Os meus braços encontram-se cansados de ver o mundo na primeira pessoa, de elaborar o meu estilo artístico na individualidade e na visão dos meus olhos castanhos de tons escuros. Nos momentos em que suporto o peso do (meu) mundo não consigo pensar em mais ninguém a não ser em mim, não vejo amor em qualquer segundo ser humano. Demasiado egoísta para usar o acessório de amigo a combinar com as minhas roupas, demasiado egocêntrico para mudar qualquer valor no meu planeta, nunca vou ser capaz de o melhorar. Os desejos percorrem os nervos faciais, irritando a pele morena do meu rosto bronzeado na tarde de domingo (naquele Verão em que trocámos demasiados beijos e juras eternas de amor que nunca vou quebrar), os desejos individuais e desnecessários. Se quero dançar no meio da minha casa coloco um impedimento na minha acção, como se tivesse mil olhos a julgar e a percorrer o meu corpo. E talvez seja essa a minha morte, daqui a alguns anos. Se o suicídio passar pelo meu coração, numa fase aparentemente excêntrica (é este o adjectivo que me faz pensar no quão difícil é conviver comigo mesmo nas tardes em que não existe absolutamente nada para fazer, quero apertar o meu próprio pescoço e fazer amor com o meu corpo, quero um segundo corpo para puder dar asas às minhas obscenidades), se a morte sorrir para a minha existência vou ter os mil olhares na minha mente e o medo vai apoderar-se da minha acção. Segurança, diriam algumas verdadeiras amigas estivessem a ler o que escrevo. Falta segurança nas minhas acções, acusaria uma delas na sua voz suave e melancólica, no mais pequeno pormenor até ao desenrolar da vida. Talvez seja por isso que me custa escrever cada vez mais escrever na primeira pessoa, existe uma insegurança apegada à vulgaridade existente na minha existência. Os meus braços encontram-se cansados de ver o mundo na primeira pessoa mas não querem passar essa tarefa para uma segunda pessoa, que conte a minha história com sentimentos deturpados por uma individualidade completamente diferente da minha. O meu vento alcança os meus cabelos e acaba por ir saboreando o meu corpo, com manias para o envelhecimento a cada dia que passa. O que vou fazer quando a juventude começar a desaparecer do meu corpo? Não quero afundar-me neste medo, meus caros.

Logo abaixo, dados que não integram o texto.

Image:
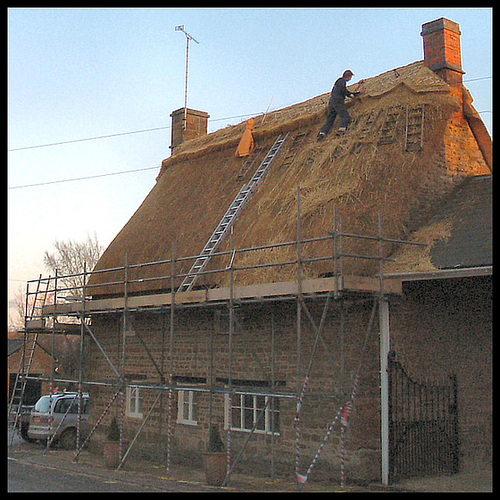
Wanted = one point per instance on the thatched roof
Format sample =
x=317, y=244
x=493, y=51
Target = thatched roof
x=366, y=172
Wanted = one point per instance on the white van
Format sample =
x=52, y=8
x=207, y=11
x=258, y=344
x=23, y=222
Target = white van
x=57, y=415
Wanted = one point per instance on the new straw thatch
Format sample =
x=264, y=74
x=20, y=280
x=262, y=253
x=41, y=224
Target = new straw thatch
x=371, y=170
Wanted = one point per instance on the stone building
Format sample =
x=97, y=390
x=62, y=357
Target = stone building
x=288, y=328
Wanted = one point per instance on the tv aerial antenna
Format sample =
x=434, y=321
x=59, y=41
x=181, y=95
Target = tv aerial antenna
x=188, y=38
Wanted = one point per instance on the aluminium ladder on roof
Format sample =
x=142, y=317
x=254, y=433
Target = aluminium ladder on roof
x=231, y=214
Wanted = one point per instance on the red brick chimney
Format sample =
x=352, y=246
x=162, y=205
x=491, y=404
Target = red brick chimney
x=187, y=124
x=442, y=51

Os meus monólogos deliciam-me, apodrecem a minha pureza mas nunca me senti tão bem em toda a minha vida. Nem fazem ideia do quando dava para ter o meu corpo separada da minha alma, neste momento. Existe um desejo obscuro de fazer amor com o meu corpo e chorar à medida que o amar intensamente nesses minutos – vou aproveitá-lo enquanto sou jovem.

E um viva aos loucos de espíritos! O vento continua a massajar os meus cabelos.